Section.141: Eligibility, qualification and disqualification of auditors:
1. A person shall be appointed as an auditor of a Company only if he is a Chartered Accountant. A firm whereof majority of partners practising in India are qualified for appointment as aforesaid may be appointed by the firm name.
2. Where a firm including a limited Liability Partnership is appointed as an auditor of a company, only the partners who are qualified Chartered Accountants shall be authorised to act and sign on behalf of the firm.
- A body corporate other than a LLP
- An officer or employee of the company.
- A person who is a partner or who is in the employment, of an officer or employee of the Company.

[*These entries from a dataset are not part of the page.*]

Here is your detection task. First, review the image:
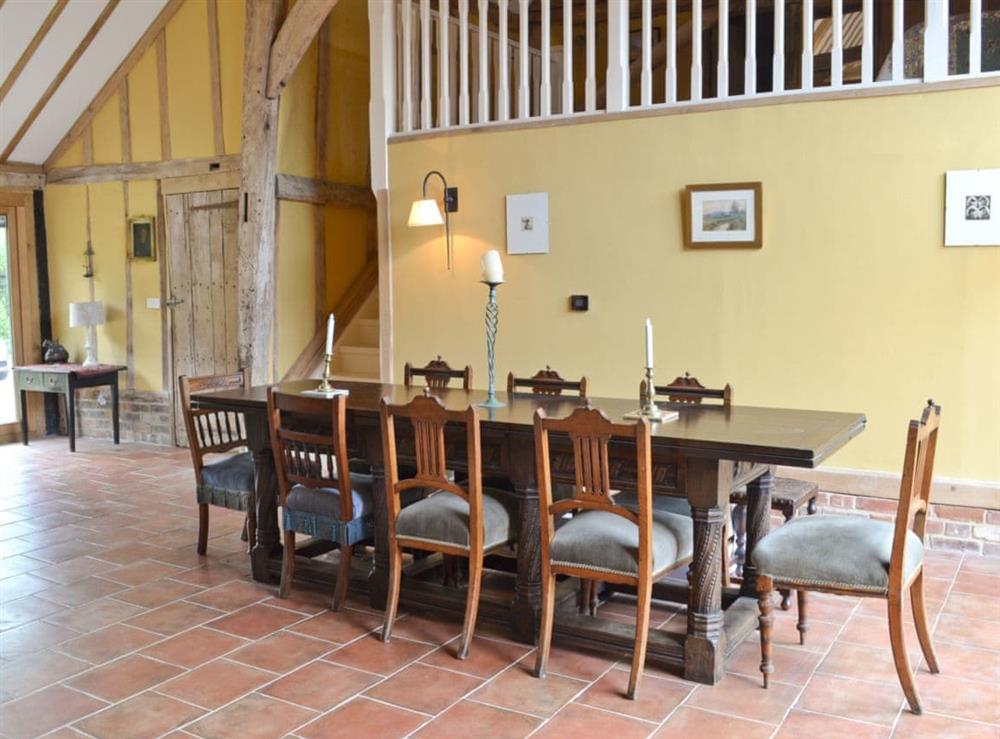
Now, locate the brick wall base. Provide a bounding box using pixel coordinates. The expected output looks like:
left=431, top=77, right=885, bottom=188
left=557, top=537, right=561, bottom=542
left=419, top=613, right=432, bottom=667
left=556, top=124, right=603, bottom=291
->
left=59, top=388, right=174, bottom=446
left=816, top=492, right=1000, bottom=557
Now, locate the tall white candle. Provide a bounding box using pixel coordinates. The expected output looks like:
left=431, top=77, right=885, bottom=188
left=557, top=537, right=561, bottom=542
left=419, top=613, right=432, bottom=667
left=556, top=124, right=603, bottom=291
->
left=326, top=313, right=335, bottom=354
left=646, top=318, right=653, bottom=367
left=479, top=249, right=503, bottom=283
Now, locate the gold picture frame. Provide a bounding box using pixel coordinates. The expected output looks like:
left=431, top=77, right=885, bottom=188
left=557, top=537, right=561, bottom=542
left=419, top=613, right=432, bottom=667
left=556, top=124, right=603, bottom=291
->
left=128, top=216, right=156, bottom=262
left=683, top=182, right=764, bottom=249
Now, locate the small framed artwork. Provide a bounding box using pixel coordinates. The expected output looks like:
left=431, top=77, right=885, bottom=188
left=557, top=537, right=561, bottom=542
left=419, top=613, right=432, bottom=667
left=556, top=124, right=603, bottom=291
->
left=684, top=182, right=764, bottom=249
left=944, top=169, right=1000, bottom=246
left=128, top=216, right=156, bottom=262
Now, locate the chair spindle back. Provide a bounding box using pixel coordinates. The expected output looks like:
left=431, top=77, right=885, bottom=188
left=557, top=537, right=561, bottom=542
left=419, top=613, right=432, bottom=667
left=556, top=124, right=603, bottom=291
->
left=177, top=369, right=250, bottom=482
left=267, top=387, right=354, bottom=521
left=403, top=354, right=472, bottom=390
left=889, top=400, right=941, bottom=586
left=507, top=365, right=587, bottom=398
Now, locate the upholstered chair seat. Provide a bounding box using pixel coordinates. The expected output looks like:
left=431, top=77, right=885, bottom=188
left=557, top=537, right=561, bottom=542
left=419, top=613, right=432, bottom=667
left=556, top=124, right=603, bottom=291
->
left=550, top=508, right=694, bottom=577
left=396, top=490, right=515, bottom=549
left=197, top=452, right=254, bottom=511
left=753, top=516, right=924, bottom=593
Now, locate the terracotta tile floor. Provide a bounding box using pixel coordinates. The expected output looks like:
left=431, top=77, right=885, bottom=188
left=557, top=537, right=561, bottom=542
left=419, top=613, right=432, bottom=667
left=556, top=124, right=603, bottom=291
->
left=0, top=439, right=1000, bottom=739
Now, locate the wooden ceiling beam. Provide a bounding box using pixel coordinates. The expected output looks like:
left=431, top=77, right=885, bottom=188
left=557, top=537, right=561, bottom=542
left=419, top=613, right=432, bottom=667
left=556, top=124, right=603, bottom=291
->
left=0, top=0, right=69, bottom=103
left=45, top=0, right=184, bottom=169
left=0, top=0, right=121, bottom=161
left=267, top=0, right=337, bottom=99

- A person who is relative or partner:
I. Is holding any security of or interest in the Company or its subsidiary or its holding or associate company or a subsidiary of such holding company, further provided that the relative may hold security or interest in the company of face value not exceeding 1000 or such sum as may be prescribed.
II. Is indebted to the company or its subsidiary or its holding or associate company or a subsidiary of such holding company, in excess of such amount as may be prescribed.
III. Has given guarantee or provided any security in connection with the indebtness to its holding, subsidiary and associate Company of such amount as may be prescribed.
e. a person or a firm who, whether directly or indirectly has business relationship with the company or its subsidiary or its holding or associate company or subsidiary of such holding company or associate company of such nature as may be prescribed.
4. Where a person appointed as an auditor of a company incurs any of the disqualification mentioned in Section.141(3) after his appointment, he shall vacate his office as such auditor and such vacation shall be deemed to be a casual vacancy.
Section.142 (Remuneration of auditors)
1. The remuneration of the auditor of a company shall be fixed in the general meeting or in such manner as may be determined therein. Provided the Board may fix the remuneration of first auditor appointed by it.
2. The remuneration under sub-section(1) shall be in addition to the fee payable to an auditor, including the expenses, if any, incurred by the auditor in connection with the audit of the company and any facility extended to him by he Company.
Section. 142 (Remuneration of Auditor)
1. The Remuneration of Auditor may be fixed in the general meeting or in such manner as may be determined. Although the Board can fix the remuneration of First Auditor.
2. The Expenses which is paid to the auditor is in addition to the audit we he carries out in the Company.